Adam found a smile. “You could say that again. A couple of times I saw its face properly and decided it was the devil. I was so scared, Pa.” He twisted around, seeking out the reassuring presence of his father. “Later, in a dream, I saw the face again, only, by then, I wasn’t scared anymore.” His hand unconsciously moved to the sleeve which covered a long, jagged scar on his forearm.

Ben moved to stand in front of Adam and took a deep breath. “What did…the devil look like?”

The silence in the cemetery drew down around them like a shroud. Even the distant machinery could no longer be heard.

Adam looked into his father’s eyes, his voice a whisper.
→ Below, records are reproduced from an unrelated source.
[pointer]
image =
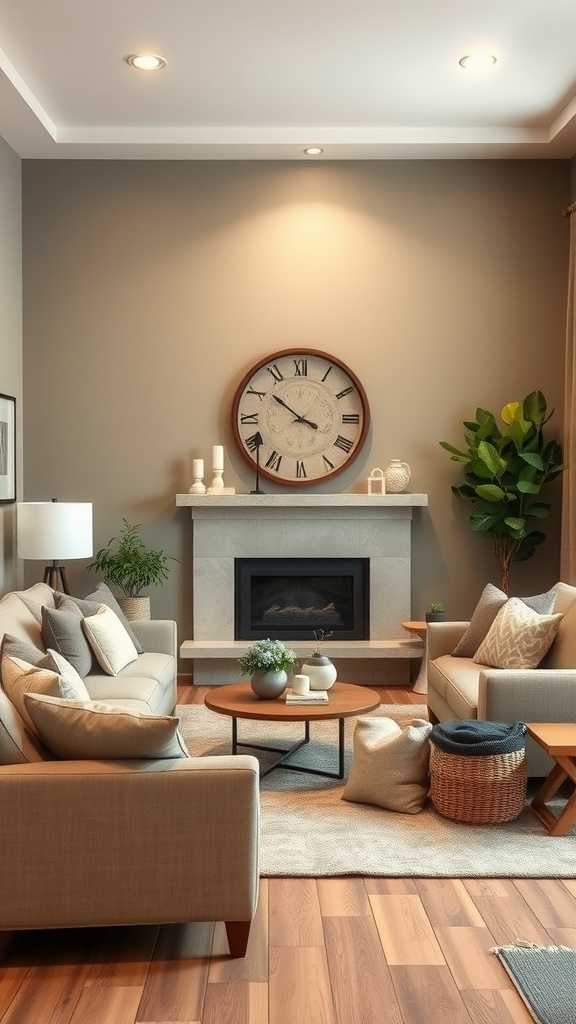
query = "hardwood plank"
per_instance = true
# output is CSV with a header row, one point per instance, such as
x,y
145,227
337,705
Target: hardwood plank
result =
x,y
428,995
175,985
550,900
299,986
382,887
405,931
294,912
244,1003
467,952
359,974
253,967
99,1004
488,1006
342,897
509,918
448,902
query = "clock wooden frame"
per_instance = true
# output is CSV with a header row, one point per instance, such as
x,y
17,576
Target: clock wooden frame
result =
x,y
287,459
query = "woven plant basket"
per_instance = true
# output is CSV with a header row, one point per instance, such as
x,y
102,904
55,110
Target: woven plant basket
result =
x,y
484,790
134,607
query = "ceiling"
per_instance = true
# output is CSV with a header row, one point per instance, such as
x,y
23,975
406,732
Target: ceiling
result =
x,y
263,79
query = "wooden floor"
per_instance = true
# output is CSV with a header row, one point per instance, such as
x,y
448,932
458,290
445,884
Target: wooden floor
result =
x,y
322,951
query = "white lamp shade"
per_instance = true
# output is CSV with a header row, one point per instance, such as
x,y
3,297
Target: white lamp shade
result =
x,y
54,529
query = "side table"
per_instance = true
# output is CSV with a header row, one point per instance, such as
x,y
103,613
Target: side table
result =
x,y
420,630
558,739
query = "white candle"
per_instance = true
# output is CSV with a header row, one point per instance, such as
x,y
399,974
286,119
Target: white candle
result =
x,y
300,685
218,457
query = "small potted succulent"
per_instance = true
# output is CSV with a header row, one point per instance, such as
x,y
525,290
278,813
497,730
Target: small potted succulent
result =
x,y
268,663
436,612
321,670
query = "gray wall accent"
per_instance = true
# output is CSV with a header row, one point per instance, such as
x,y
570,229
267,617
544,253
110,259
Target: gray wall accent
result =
x,y
10,341
152,287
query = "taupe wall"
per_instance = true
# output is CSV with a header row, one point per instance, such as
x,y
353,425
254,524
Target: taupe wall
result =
x,y
10,340
150,288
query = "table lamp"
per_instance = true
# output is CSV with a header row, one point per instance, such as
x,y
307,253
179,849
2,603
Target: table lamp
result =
x,y
54,530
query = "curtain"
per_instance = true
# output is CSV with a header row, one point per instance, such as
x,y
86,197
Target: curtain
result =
x,y
568,543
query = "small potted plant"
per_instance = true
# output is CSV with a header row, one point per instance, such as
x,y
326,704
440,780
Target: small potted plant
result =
x,y
128,564
436,612
268,663
321,670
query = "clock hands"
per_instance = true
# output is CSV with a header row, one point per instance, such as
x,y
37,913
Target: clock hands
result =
x,y
299,419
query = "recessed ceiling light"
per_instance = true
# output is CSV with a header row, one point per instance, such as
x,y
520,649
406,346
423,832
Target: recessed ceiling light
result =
x,y
147,61
478,61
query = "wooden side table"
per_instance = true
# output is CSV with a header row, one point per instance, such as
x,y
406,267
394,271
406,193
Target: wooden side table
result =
x,y
558,739
420,630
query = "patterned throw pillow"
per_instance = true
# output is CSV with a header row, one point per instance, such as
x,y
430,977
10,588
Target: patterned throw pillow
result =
x,y
391,765
519,637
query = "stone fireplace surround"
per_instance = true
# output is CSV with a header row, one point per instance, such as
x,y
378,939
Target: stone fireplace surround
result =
x,y
374,526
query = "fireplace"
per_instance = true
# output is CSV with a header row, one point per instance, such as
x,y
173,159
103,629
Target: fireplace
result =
x,y
290,598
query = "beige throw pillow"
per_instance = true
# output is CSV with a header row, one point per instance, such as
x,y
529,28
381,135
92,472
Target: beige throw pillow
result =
x,y
108,638
519,637
18,678
391,765
77,730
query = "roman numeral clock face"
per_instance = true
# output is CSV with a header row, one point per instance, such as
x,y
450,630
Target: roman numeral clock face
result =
x,y
305,411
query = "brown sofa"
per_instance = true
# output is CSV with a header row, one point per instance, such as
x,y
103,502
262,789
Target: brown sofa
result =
x,y
100,843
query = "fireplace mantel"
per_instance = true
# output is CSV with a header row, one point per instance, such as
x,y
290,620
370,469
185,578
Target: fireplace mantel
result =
x,y
304,525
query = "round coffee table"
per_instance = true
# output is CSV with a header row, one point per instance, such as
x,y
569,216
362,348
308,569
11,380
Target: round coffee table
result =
x,y
238,700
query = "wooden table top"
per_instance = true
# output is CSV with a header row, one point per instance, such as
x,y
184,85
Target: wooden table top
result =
x,y
553,737
239,700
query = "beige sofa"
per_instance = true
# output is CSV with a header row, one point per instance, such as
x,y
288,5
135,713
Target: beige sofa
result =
x,y
104,843
459,688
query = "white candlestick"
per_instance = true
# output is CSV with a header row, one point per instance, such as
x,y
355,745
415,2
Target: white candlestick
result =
x,y
300,685
218,458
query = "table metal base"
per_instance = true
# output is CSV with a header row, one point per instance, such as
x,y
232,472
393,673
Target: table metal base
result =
x,y
290,751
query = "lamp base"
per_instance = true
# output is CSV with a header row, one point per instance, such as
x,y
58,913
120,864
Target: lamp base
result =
x,y
54,576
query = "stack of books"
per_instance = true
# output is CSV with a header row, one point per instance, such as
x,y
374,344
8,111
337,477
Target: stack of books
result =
x,y
314,696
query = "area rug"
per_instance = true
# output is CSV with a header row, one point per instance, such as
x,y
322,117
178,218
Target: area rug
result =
x,y
307,829
545,978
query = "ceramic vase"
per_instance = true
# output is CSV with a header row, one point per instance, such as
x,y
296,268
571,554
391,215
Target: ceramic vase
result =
x,y
322,672
397,476
269,685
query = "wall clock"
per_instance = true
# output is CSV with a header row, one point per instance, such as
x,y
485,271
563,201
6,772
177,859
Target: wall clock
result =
x,y
305,411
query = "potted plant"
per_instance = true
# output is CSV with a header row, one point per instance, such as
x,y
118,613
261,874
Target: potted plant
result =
x,y
126,562
320,669
436,612
268,663
504,471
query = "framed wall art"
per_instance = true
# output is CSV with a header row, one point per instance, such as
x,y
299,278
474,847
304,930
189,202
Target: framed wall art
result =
x,y
7,450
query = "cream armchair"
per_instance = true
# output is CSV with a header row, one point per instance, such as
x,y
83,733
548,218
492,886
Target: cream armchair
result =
x,y
460,688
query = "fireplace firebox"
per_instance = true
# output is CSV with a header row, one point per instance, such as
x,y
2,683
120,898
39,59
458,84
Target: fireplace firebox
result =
x,y
290,598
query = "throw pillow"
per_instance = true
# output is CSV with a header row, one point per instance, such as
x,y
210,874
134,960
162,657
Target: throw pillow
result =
x,y
104,595
17,744
109,640
491,600
519,637
71,685
391,765
19,678
76,730
15,647
62,631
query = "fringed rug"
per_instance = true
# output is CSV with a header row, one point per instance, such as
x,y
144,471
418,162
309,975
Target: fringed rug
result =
x,y
307,829
545,978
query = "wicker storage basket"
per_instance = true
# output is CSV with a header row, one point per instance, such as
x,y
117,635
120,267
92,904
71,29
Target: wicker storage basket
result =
x,y
483,790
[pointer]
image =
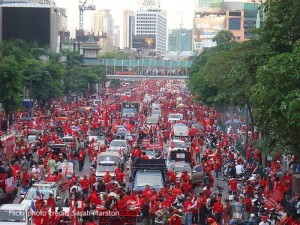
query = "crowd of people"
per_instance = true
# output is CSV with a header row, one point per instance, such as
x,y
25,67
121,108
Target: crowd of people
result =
x,y
244,180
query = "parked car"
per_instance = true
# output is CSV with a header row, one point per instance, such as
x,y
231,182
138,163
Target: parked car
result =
x,y
46,188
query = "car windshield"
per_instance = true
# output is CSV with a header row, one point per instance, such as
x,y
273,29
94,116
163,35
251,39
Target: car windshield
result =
x,y
150,179
128,112
32,194
108,159
11,215
103,168
180,168
179,144
152,120
117,144
150,153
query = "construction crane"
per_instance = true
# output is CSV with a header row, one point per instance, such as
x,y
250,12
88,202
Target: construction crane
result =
x,y
83,7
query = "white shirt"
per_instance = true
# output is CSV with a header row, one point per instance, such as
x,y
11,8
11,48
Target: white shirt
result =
x,y
239,169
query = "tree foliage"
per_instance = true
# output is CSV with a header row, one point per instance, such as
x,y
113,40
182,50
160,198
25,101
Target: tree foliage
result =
x,y
11,89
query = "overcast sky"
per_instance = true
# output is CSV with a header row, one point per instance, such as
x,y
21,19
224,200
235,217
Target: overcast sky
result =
x,y
177,11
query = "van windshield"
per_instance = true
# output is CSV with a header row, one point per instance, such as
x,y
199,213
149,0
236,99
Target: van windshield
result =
x,y
18,216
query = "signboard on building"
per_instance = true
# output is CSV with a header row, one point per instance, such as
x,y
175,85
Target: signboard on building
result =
x,y
67,168
9,184
149,4
144,41
208,26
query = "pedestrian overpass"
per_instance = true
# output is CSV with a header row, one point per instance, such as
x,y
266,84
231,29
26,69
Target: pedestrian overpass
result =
x,y
142,68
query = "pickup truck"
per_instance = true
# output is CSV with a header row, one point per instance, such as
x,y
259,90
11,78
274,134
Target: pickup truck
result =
x,y
150,172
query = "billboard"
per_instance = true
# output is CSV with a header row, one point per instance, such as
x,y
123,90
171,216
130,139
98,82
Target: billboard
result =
x,y
29,24
207,27
144,41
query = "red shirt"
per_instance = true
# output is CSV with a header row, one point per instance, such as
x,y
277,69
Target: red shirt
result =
x,y
85,184
175,220
233,184
218,207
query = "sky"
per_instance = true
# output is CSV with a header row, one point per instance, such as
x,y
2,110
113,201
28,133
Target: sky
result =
x,y
178,11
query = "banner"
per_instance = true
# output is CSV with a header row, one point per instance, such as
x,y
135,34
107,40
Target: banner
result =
x,y
67,168
9,184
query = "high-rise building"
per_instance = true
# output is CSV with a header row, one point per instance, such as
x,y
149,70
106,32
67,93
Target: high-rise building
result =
x,y
37,21
150,28
116,37
180,40
102,22
128,24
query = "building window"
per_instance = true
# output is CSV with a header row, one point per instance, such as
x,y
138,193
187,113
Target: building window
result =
x,y
234,23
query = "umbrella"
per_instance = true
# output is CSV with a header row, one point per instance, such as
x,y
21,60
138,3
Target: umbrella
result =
x,y
198,126
112,194
233,121
61,118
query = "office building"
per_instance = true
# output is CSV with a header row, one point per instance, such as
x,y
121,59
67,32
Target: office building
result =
x,y
128,28
102,23
33,21
150,28
180,40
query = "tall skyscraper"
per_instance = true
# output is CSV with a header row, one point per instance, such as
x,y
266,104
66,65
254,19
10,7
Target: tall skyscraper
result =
x,y
116,38
150,29
128,24
102,22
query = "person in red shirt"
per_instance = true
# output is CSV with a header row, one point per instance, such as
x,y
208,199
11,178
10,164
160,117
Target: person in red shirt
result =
x,y
85,185
201,205
233,185
175,218
172,176
186,187
147,191
184,177
218,209
93,178
197,152
217,167
144,156
106,177
120,177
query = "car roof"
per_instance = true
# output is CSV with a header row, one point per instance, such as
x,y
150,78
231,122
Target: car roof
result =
x,y
109,152
13,207
44,184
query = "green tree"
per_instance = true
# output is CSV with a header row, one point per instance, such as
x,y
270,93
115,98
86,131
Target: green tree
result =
x,y
276,99
11,88
281,29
“Me, Pa. The devil wore my face.”

*****

Ben reined Buck to a sudden stop, prompting Adam to do the same a few strides along. Circling Sport around, he loped back to where his father was waiting, his face a quizzical mask.

“What’s up, Pa?”

Ben took a long look at his son.

“Adam, you say when you came face to face with the devil, it was you?”

Adam squinted. “Yeah?

“And you now know what you were seeing and hearing wasn’t real; it was the effects of the jimsonweed on your mind.”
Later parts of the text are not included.